A new material that filters light according to its direction of travel has been developed by physicists in the US and China. Made of alternating layers of two different transparent materials, the structure is just 8 μm thick and offers a new and extremely simple way of controlling the direction in which light propagates. According to its inventors, the material could be used in a range of applications, from photography to solar energy.

Light, microwaves and other electromagnetic plane waves are characterized by three fundamental properties: polarization, frequency, and direction of propagation. Materials that filter light according to its polarization are commonplace, while photonic crystals can be used to select light according to its frequency. As for selecting light according to its direction of propagation, this is possible using lenses, mirrors and collimators, but miniaturizing such optical components into a practical device is difficult

Transparent, yet reflective

Yichen Shen, Marin Soljačić and colleagues at the Massachusetts Institute of Technology and Zhejiang University have now got round this problem by creating a layered material that is transparent to light incident at a specific angle, but reflects light coming in at all other angles. The operation of the device relies on the fact that light at a specific angle of incidence is transmitted completely through a transparent material. Known as “Brewster’s angle”, it is related to the ratio of refractive indices of the material and the surrounding media.

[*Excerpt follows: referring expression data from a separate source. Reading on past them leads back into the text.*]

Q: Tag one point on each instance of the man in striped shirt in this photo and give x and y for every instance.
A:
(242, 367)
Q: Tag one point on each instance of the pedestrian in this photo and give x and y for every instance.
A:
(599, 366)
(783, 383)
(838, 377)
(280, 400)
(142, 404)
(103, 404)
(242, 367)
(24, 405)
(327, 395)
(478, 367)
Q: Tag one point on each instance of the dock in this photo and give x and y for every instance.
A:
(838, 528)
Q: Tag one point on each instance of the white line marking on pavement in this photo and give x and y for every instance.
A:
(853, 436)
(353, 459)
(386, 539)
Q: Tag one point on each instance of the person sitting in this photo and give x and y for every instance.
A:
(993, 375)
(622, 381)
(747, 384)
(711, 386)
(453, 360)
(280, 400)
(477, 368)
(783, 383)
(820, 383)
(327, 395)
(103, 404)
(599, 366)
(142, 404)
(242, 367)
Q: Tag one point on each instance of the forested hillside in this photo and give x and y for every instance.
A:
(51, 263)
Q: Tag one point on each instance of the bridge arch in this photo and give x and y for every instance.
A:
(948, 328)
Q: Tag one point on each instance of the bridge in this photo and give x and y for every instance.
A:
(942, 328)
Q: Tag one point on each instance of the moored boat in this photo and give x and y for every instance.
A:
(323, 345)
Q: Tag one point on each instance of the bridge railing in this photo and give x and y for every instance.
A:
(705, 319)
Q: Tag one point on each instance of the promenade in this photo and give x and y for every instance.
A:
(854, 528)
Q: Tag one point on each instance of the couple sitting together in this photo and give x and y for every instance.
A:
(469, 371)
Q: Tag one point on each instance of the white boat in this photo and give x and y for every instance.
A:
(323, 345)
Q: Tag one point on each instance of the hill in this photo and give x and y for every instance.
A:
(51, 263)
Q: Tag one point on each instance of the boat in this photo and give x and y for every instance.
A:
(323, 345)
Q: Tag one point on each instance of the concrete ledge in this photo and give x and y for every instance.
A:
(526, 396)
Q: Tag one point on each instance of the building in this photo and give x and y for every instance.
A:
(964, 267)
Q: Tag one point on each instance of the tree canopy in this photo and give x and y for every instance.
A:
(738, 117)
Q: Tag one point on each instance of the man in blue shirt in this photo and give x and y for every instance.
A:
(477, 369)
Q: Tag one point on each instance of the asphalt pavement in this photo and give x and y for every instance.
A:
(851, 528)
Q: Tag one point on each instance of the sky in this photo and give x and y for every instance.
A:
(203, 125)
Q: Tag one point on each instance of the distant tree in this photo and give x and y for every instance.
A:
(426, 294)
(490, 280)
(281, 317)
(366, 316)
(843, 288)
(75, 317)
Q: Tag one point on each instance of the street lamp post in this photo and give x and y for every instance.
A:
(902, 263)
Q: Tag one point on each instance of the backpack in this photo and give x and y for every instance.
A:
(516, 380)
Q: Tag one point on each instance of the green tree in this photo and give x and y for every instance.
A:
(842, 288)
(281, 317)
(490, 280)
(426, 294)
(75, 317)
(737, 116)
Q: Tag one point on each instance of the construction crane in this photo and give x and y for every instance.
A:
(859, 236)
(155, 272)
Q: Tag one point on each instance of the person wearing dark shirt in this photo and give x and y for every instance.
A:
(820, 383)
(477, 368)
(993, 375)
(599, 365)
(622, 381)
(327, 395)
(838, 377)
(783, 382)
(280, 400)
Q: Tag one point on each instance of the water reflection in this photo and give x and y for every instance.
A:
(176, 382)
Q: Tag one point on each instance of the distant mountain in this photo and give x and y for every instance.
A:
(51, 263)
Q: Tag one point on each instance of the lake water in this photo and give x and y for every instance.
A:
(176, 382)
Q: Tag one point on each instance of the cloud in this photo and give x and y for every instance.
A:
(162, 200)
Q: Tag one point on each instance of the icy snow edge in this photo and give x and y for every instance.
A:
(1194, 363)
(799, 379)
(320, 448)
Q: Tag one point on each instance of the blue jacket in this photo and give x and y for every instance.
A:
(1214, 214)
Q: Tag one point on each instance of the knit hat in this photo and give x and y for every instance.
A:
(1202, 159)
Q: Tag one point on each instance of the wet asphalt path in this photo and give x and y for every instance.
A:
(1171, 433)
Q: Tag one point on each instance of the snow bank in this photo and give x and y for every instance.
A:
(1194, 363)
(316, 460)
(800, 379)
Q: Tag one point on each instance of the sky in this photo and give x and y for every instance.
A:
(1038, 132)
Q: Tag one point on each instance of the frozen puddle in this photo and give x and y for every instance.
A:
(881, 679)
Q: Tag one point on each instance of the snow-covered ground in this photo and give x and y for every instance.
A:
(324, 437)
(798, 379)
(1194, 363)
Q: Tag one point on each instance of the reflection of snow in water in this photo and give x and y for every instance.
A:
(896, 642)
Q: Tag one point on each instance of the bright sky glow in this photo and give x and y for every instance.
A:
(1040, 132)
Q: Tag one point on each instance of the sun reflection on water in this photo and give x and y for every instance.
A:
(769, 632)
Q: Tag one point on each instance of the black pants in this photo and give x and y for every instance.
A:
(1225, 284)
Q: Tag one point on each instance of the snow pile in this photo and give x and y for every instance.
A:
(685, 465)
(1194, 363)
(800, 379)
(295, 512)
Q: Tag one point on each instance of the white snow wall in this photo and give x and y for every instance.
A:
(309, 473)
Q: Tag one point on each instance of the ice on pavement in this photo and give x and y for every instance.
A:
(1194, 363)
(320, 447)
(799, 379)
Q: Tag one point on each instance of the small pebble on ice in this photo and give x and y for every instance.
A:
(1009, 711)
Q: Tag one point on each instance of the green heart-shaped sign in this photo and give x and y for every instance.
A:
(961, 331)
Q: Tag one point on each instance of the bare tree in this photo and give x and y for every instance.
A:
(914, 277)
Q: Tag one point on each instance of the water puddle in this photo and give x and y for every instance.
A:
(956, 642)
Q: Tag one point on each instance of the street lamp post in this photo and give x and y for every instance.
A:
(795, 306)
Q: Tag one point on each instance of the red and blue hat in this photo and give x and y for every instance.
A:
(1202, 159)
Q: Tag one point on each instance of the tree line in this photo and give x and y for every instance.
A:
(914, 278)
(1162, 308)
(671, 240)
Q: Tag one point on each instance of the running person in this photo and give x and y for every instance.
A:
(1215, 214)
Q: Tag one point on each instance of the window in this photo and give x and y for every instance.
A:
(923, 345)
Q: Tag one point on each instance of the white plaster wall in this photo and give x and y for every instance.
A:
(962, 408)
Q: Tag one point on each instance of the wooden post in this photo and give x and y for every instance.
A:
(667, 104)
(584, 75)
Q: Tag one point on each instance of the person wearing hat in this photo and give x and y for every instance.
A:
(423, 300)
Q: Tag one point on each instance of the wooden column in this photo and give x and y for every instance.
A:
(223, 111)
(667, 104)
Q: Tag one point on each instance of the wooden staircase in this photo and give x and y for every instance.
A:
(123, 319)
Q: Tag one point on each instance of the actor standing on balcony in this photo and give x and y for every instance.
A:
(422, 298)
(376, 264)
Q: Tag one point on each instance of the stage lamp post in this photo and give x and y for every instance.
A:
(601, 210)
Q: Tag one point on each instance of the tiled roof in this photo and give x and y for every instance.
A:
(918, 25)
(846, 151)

When light is incident at a different angle, some – but not all – of it will be reflected, and to increase the amount of light that bounces off the material the team created alternating layers of materials with two different indices of refraction. If the separation between layers of similar material is one quarter the wavelength of the light, light reflected from successive layers interferes constructively and nearly all of the light incident at angles other than Brewster’s is reflected.

Nice one, Brewster

While Brewster’s angle does not depend on the wavelength of the light, the constructive interference does vary with that value. To make the device work over a broad spectrum of wavelengths, the team systematically varied the thicknesses of the layers from 70 to 150 nm. The device was created by sputtering 84 alternating layers of silica and tantalum oxide onto a silica substrate. The resulting angular filter is 8 μm thick and has an area of 2 × 4 cm.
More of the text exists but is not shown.